Et voilà ! Une fée aura révélé à Aymar (condamner à aimer, avec un tel nom) son peu de sensibilité pour le théâtre, son indifférence à l’art ; une autre s’efface pour emprunter un chemin plus direct encore ; les deux peuvent disparaître : Aymar sait, Aymar c’est. De fait, le refuge vers la mère est impossible, irrémédiablement révolu : elle meurt à l’instant même où l’Homme à longs cheveux (The Man with Long Hair), errant subversif à hanter les contours du dire, lit la lettre fatidique. Avec la mère, il meurt pour donner naissance au je qu’elle désirait tant, un je qui jamais ne mente, qui ne soit pas « trop gentil ». Reste à l’étrange chevelu, noyé dans le costume jusqu’alors inaccessible promesse de scène, de s’en réjouir pour elle, de danser pour lui.

Chaque figure de Thanks to my eyes bénéficie d’une incarnation idéale. Du funambule Antoine Rigot qui, sans quitter les planches, nous mène au bord du vide (The Man with Long Hair), du soprano Fflur Wyn qui interroge les sentiments comme on regarde la vérité nue dans un foie sacrifié (A Young Blonde Woman), du soprano Keren Motseri dont les invocations noires, sur une petite scène peut-être fantasmée, annoncent un grand changement (A Young Woman in the Night), de la comédienne Anne Rotger, présence paradoxalement dense et gracile, qui compose une servante à l’atonie bouleversante (The Mother), de la basse Brian Bannatyne-Scott au grain généreux (The Father), irritant de suffisance oppressive mais aussi touchant dans un déni en perdition – « Ta mère a perdu la notion du temps. Elle dort le jour ». Avant tout, de l’incroyable Hagen Matzeit aux multiples facettes, décidément ! À rappeler le remarquable Lenz de l’opéra de Rihm [lire notre chronique du 11 avril 2006], le convaincant Rodrigo tout dernièrement [lire notre chronique du 21 mai 2011], l’on s’y perdrait, tant insoupçonnables semblent les possibilités expressives de cet artiste magnifiquement engagé dans chacun des rôles qu’il aborde, engagé par la pensée, par l’être, du dedans toujours, laissant se métamorphoser regard et corps.

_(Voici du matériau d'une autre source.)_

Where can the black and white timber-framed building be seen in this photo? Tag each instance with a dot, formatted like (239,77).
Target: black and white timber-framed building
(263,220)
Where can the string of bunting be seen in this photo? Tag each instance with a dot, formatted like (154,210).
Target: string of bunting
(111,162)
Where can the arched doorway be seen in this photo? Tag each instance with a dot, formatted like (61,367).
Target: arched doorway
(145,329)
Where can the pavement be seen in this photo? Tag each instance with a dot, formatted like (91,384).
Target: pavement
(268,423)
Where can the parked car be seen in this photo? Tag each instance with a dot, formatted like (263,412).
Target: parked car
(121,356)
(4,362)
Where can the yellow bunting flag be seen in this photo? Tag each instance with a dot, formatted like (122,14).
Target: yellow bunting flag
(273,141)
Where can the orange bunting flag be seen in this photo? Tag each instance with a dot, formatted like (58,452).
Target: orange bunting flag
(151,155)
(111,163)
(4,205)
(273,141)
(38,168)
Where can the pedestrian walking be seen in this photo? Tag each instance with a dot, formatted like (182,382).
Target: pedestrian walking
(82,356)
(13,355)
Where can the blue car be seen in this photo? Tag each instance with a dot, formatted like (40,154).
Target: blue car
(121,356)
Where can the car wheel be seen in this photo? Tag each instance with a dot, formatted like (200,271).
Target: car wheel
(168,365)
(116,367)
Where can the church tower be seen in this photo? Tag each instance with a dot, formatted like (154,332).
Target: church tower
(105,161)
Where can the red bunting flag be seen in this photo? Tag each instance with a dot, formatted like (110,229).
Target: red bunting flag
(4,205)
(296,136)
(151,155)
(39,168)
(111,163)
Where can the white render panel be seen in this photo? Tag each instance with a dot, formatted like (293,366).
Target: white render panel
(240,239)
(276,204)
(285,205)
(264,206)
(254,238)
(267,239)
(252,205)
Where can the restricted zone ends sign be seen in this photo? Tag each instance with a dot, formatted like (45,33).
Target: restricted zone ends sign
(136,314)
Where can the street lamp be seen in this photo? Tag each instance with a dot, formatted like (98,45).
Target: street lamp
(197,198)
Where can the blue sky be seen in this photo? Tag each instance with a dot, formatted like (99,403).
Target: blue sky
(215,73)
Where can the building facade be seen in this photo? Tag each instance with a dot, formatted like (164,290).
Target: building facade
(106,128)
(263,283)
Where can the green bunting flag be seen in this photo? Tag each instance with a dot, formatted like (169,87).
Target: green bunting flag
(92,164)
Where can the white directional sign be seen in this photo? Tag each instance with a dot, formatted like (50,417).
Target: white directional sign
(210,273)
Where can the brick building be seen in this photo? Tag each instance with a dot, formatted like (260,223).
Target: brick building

Les demi-teintes du secret sont celles d’Eric Soyer qui signe la scénographie et ses lumières, avec cette délicatesse rare qui partage le souffle dru de Joël Pommerat, metteur en scène, et le flux faussement fragmenté, le halètement accoucheur de la partition d’Oscar Bianchi. Au pupitre, Franck Ollu soigne chaque détail, de la caresse à la mise en doute, servant, avec ses efficaces complices de l’Ensemble Modern – décidément proche de l'opéra en ce moment [lire notre chronique du 2 juillet 2011] –, la grande poésie de cet opus chambriste. Ne vous en privez pas, surtout : Thanks to my eyes est retransmis durant une centaine de jour sur le site Arte Live Web.